I think for the price and the quality of the grinder you've made a great a choice. It's not like mazzer jolly or any of those high end grinders but it is a great start. I actually wish I started with a mignon than with the iberital.

As per conditioning it, I probably went through 100g of old coffee. It's just to "clean" it and then used up another 100g to get to the right or acceptable grind setting for espresso. It's not very difficult to do so with the mignon. With the iberital, it took me ages to get to the setting I want. However, bear in mind the espresso grind setting varies from bean to bean.

This is my 3rd day of using the mignon, the only disadvantage I would say is the hopper. The bottom part of the hopper could've been slanted more. I weigh my beans then put it in the grinder then weigh them again after. I have to make sure the beans are not sitting on the four corners else it won't slide down. Ideally, you could put the whole bag in but the hopper is clear and not airtight. I don't want to degrade the beans freshness by putting a whole bag in.

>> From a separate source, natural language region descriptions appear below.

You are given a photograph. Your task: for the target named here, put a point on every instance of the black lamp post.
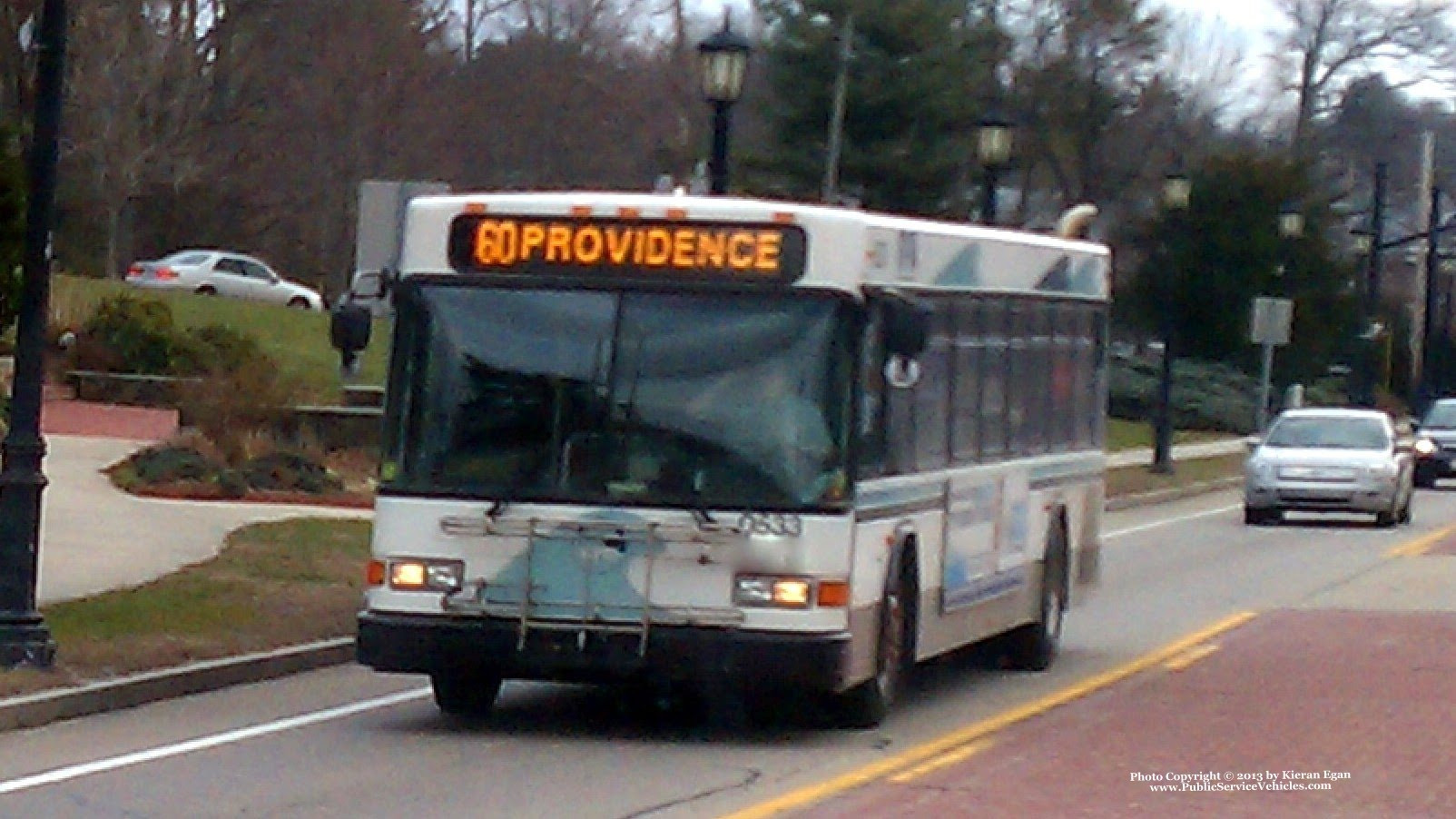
(723, 62)
(1176, 192)
(1371, 242)
(1290, 228)
(24, 637)
(993, 136)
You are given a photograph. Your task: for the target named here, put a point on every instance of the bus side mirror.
(349, 327)
(908, 327)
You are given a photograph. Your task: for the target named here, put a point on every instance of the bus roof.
(843, 248)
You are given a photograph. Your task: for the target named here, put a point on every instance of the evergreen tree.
(1209, 262)
(918, 74)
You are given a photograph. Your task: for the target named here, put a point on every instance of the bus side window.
(870, 431)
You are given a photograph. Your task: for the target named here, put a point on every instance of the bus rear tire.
(465, 693)
(868, 703)
(1034, 646)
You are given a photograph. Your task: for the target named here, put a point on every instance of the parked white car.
(1330, 459)
(223, 272)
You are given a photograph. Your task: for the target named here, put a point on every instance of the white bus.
(730, 445)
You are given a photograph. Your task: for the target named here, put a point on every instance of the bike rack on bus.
(472, 597)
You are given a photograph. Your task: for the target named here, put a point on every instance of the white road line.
(1168, 522)
(204, 742)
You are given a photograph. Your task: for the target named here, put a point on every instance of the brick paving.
(1364, 694)
(67, 417)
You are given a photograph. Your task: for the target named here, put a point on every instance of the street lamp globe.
(1176, 190)
(723, 60)
(993, 136)
(1290, 222)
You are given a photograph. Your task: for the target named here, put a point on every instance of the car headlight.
(1382, 471)
(1261, 469)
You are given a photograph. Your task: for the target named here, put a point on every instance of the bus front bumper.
(399, 643)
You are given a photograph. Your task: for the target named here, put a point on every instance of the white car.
(221, 272)
(1330, 459)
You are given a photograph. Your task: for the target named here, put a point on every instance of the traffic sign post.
(1268, 325)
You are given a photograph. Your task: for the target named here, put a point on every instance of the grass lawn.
(272, 585)
(298, 340)
(1132, 435)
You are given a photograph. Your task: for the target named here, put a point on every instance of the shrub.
(128, 334)
(1207, 397)
(229, 407)
(290, 471)
(202, 350)
(172, 464)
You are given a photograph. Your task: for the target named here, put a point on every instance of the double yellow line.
(961, 744)
(974, 737)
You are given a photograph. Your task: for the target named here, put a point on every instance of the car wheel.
(1386, 519)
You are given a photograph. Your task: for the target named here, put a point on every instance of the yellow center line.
(1420, 546)
(952, 741)
(949, 758)
(1190, 656)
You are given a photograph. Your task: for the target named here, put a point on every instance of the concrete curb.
(1176, 493)
(35, 710)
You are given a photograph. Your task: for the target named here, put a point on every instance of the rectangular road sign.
(1272, 321)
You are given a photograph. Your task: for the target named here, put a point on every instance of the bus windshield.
(698, 401)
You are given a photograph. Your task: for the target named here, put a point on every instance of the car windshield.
(1441, 416)
(646, 398)
(1328, 431)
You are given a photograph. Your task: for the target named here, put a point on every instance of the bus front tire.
(465, 693)
(868, 703)
(1034, 646)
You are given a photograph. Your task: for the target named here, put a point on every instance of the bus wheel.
(867, 705)
(1033, 646)
(465, 693)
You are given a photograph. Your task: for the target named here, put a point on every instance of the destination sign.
(626, 248)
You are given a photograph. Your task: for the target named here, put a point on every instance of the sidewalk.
(1337, 708)
(95, 537)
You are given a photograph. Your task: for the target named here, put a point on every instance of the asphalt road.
(345, 742)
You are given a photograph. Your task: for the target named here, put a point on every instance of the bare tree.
(1080, 70)
(135, 105)
(1331, 43)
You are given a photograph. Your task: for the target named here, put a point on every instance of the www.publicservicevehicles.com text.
(1239, 780)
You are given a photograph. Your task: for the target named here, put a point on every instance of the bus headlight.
(772, 592)
(418, 575)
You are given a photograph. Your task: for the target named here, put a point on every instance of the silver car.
(1330, 459)
(223, 272)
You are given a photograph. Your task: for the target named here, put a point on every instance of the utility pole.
(1371, 306)
(836, 118)
(1426, 388)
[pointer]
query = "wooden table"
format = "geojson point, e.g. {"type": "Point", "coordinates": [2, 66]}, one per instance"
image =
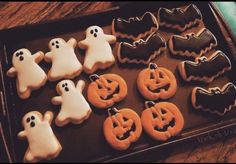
{"type": "Point", "coordinates": [20, 13]}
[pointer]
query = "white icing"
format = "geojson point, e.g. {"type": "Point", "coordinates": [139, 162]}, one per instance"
{"type": "Point", "coordinates": [29, 75]}
{"type": "Point", "coordinates": [74, 107]}
{"type": "Point", "coordinates": [98, 50]}
{"type": "Point", "coordinates": [43, 144]}
{"type": "Point", "coordinates": [64, 61]}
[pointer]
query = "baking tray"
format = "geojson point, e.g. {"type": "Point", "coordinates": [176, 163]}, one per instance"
{"type": "Point", "coordinates": [85, 142]}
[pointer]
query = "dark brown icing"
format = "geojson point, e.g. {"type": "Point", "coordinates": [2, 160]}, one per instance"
{"type": "Point", "coordinates": [178, 16]}
{"type": "Point", "coordinates": [135, 25]}
{"type": "Point", "coordinates": [216, 100]}
{"type": "Point", "coordinates": [142, 50]}
{"type": "Point", "coordinates": [204, 67]}
{"type": "Point", "coordinates": [194, 43]}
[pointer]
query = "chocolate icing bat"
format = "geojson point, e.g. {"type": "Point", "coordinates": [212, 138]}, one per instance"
{"type": "Point", "coordinates": [141, 51]}
{"type": "Point", "coordinates": [178, 18]}
{"type": "Point", "coordinates": [215, 100]}
{"type": "Point", "coordinates": [192, 44]}
{"type": "Point", "coordinates": [205, 69]}
{"type": "Point", "coordinates": [134, 26]}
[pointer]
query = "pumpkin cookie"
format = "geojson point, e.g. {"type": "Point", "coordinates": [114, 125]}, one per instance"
{"type": "Point", "coordinates": [214, 100]}
{"type": "Point", "coordinates": [43, 144]}
{"type": "Point", "coordinates": [179, 19]}
{"type": "Point", "coordinates": [30, 76]}
{"type": "Point", "coordinates": [162, 120]}
{"type": "Point", "coordinates": [156, 82]}
{"type": "Point", "coordinates": [105, 90]}
{"type": "Point", "coordinates": [122, 127]}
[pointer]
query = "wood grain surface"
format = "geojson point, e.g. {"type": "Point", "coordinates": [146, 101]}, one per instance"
{"type": "Point", "coordinates": [14, 14]}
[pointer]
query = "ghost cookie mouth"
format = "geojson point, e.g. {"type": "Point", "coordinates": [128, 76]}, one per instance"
{"type": "Point", "coordinates": [65, 86]}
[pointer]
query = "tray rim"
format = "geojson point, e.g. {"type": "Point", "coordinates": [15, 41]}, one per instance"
{"type": "Point", "coordinates": [4, 32]}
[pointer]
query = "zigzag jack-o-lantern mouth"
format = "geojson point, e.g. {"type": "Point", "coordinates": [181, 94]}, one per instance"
{"type": "Point", "coordinates": [105, 90]}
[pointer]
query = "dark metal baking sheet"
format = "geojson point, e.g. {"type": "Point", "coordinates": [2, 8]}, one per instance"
{"type": "Point", "coordinates": [86, 142]}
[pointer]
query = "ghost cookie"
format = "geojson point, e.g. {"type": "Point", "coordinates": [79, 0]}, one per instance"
{"type": "Point", "coordinates": [98, 50]}
{"type": "Point", "coordinates": [29, 75]}
{"type": "Point", "coordinates": [141, 51]}
{"type": "Point", "coordinates": [64, 61]}
{"type": "Point", "coordinates": [179, 19]}
{"type": "Point", "coordinates": [43, 144]}
{"type": "Point", "coordinates": [74, 107]}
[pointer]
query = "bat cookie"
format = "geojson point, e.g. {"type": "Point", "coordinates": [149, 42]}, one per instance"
{"type": "Point", "coordinates": [135, 28]}
{"type": "Point", "coordinates": [43, 144]}
{"type": "Point", "coordinates": [122, 128]}
{"type": "Point", "coordinates": [64, 61]}
{"type": "Point", "coordinates": [98, 50]}
{"type": "Point", "coordinates": [192, 45]}
{"type": "Point", "coordinates": [214, 100]}
{"type": "Point", "coordinates": [205, 69]}
{"type": "Point", "coordinates": [141, 51]}
{"type": "Point", "coordinates": [30, 76]}
{"type": "Point", "coordinates": [74, 107]}
{"type": "Point", "coordinates": [179, 19]}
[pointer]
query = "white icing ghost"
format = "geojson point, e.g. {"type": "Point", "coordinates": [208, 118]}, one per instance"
{"type": "Point", "coordinates": [43, 144]}
{"type": "Point", "coordinates": [74, 107]}
{"type": "Point", "coordinates": [98, 50]}
{"type": "Point", "coordinates": [29, 75]}
{"type": "Point", "coordinates": [64, 61]}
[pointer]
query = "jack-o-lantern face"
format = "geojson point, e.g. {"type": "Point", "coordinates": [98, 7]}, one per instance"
{"type": "Point", "coordinates": [162, 120]}
{"type": "Point", "coordinates": [122, 128]}
{"type": "Point", "coordinates": [156, 82]}
{"type": "Point", "coordinates": [106, 89]}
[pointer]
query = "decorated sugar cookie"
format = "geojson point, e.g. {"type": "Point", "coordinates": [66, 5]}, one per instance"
{"type": "Point", "coordinates": [122, 127]}
{"type": "Point", "coordinates": [74, 107]}
{"type": "Point", "coordinates": [179, 19]}
{"type": "Point", "coordinates": [141, 51]}
{"type": "Point", "coordinates": [205, 69]}
{"type": "Point", "coordinates": [192, 44]}
{"type": "Point", "coordinates": [98, 50]}
{"type": "Point", "coordinates": [214, 100]}
{"type": "Point", "coordinates": [43, 144]}
{"type": "Point", "coordinates": [105, 90]}
{"type": "Point", "coordinates": [64, 61]}
{"type": "Point", "coordinates": [162, 120]}
{"type": "Point", "coordinates": [135, 28]}
{"type": "Point", "coordinates": [156, 83]}
{"type": "Point", "coordinates": [30, 76]}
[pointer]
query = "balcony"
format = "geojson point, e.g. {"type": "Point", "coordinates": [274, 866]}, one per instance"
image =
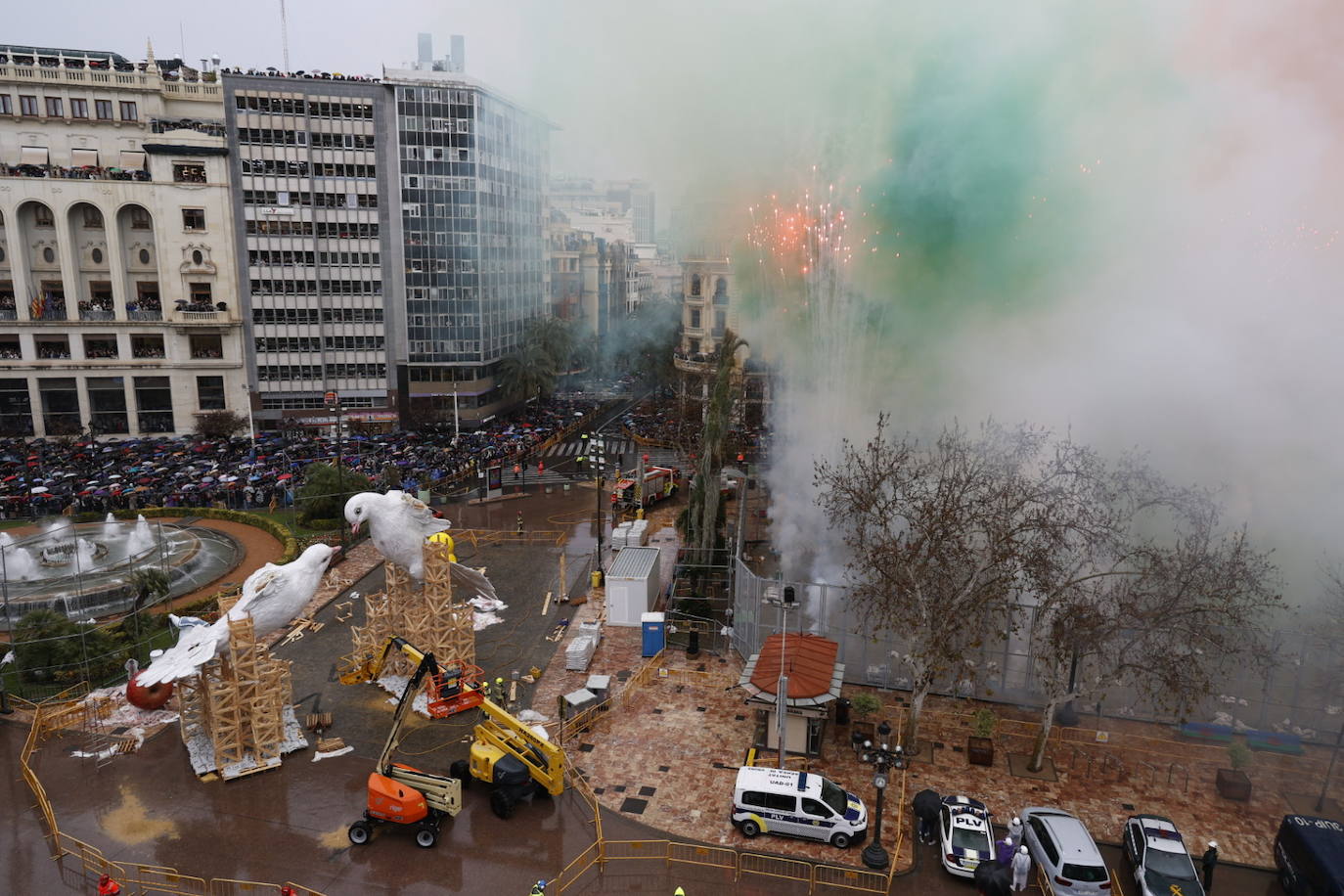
{"type": "Point", "coordinates": [201, 317]}
{"type": "Point", "coordinates": [61, 172]}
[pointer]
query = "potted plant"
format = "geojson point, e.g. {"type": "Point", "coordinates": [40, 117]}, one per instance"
{"type": "Point", "coordinates": [980, 747]}
{"type": "Point", "coordinates": [1232, 784]}
{"type": "Point", "coordinates": [862, 729]}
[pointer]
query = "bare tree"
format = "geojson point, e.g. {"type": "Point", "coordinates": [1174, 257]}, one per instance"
{"type": "Point", "coordinates": [1135, 583]}
{"type": "Point", "coordinates": [934, 536]}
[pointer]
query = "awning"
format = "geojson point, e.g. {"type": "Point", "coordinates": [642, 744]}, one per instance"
{"type": "Point", "coordinates": [34, 156]}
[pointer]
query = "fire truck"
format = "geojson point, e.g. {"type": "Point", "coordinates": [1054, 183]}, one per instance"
{"type": "Point", "coordinates": [658, 482]}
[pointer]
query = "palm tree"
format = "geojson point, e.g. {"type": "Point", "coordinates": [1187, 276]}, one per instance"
{"type": "Point", "coordinates": [151, 585]}
{"type": "Point", "coordinates": [703, 510]}
{"type": "Point", "coordinates": [527, 373]}
{"type": "Point", "coordinates": [554, 337]}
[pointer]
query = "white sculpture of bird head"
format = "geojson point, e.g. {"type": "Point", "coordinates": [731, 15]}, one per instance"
{"type": "Point", "coordinates": [398, 525]}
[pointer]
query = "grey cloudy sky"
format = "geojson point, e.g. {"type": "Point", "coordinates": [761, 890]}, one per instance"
{"type": "Point", "coordinates": [648, 89]}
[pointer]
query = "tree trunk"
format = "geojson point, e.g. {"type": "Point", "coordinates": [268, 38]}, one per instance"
{"type": "Point", "coordinates": [917, 697]}
{"type": "Point", "coordinates": [1048, 722]}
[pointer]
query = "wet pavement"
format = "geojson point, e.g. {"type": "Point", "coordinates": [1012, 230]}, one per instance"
{"type": "Point", "coordinates": [290, 824]}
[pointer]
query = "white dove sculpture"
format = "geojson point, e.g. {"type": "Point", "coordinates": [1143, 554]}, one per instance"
{"type": "Point", "coordinates": [399, 524]}
{"type": "Point", "coordinates": [273, 596]}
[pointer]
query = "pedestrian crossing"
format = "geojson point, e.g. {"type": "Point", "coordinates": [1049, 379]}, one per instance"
{"type": "Point", "coordinates": [628, 452]}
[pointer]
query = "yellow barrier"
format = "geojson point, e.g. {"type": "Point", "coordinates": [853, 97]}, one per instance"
{"type": "Point", "coordinates": [573, 874]}
{"type": "Point", "coordinates": [624, 849]}
{"type": "Point", "coordinates": [855, 878]}
{"type": "Point", "coordinates": [132, 876]}
{"type": "Point", "coordinates": [710, 856]}
{"type": "Point", "coordinates": [775, 867]}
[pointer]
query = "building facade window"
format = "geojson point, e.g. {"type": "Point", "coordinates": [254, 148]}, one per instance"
{"type": "Point", "coordinates": [189, 173]}
{"type": "Point", "coordinates": [60, 405]}
{"type": "Point", "coordinates": [154, 403]}
{"type": "Point", "coordinates": [108, 403]}
{"type": "Point", "coordinates": [15, 407]}
{"type": "Point", "coordinates": [210, 392]}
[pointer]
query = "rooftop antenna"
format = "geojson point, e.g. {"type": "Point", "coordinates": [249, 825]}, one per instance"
{"type": "Point", "coordinates": [284, 34]}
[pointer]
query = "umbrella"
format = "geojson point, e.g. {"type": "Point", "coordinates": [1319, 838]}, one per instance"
{"type": "Point", "coordinates": [926, 803]}
{"type": "Point", "coordinates": [994, 880]}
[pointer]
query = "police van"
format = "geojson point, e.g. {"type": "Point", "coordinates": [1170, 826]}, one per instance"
{"type": "Point", "coordinates": [797, 803]}
{"type": "Point", "coordinates": [1309, 853]}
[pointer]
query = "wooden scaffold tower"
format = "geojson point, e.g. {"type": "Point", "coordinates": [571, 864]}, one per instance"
{"type": "Point", "coordinates": [236, 711]}
{"type": "Point", "coordinates": [427, 617]}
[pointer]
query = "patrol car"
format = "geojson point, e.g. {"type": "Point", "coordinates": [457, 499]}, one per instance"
{"type": "Point", "coordinates": [966, 833]}
{"type": "Point", "coordinates": [797, 803]}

I'm very tempted to buy a blackout window film to cover the hopper and a clear silicone/rubber gasket to fit around the lid to make it airtight. It might work.


----------



## rors19 (Jul 21, 2015)

Nice informative post o/p! Thanks


----------



## Caddy (Jul 24, 2015)

Great thread. I'm considering the Mignon. There doesn't seem to be much competition for such a compact quality grinder.


----------



## hilltopbrews (May 17, 2013)

I've just ordered a 50mm and a 58mm silicon lens hood. 50mm to replace hopper and the 58mm for my portafilter. It's getting to point where it's getting too messy! If the 50mm lens hood does not work as a hopper, I'll just get a wide jam funnel which I'm sure will work.

Still a very good grinder!


----------



## hilltopbrews (May 17, 2013)

Used grindz to clean burrs but it's so dusty!


----------



## DavecUK (Aug 6, 2013)

Sarah, use a cocon desert pot from tesco for the portafilter, they come usually mango flavoured in packs of 6, simply cut the bottom off. They are thin and work very well as a catcha for the portafilter, I've been using them for years.

http://www.tesco.com/groceries/product/details/?id=281936102


----------



## Eyedee (Sep 13, 2010)

Sarah, check out this thread for a 3D printed catcha, I have one fits on to the PF securely.

http://coffeeforums.co.uk/showthread.php?22400-FOR-SALE-3D-Printed-Parts&highlight=printer

Ian


----------



## hilltopbrews (May 17, 2013)

DavecUK said:


> Sarah, use a cocon desert pot from tesco for the portafilter, they come usually mango flavoured in packs of 6, simply cut the bottom off. They are thin and work very well as a catcha for the portafilter, I've been using them for years.
> 
> http://www.tesco.com/groceries/product/details/?id=281936102


I've actually been using yogurt pots but want to upgrade that pot! Thanks! There's no tesco where I live in afraid


----------



## DavecUK (Aug 6, 2013)

Sarah0817 said:


> I've actually been using yogurt pots but want to upgrade that pot! Thanks! There's no tesco where I live in afraid


Other stores sell them, not just testco, chinese supermarkets, sainsburys etc..


----------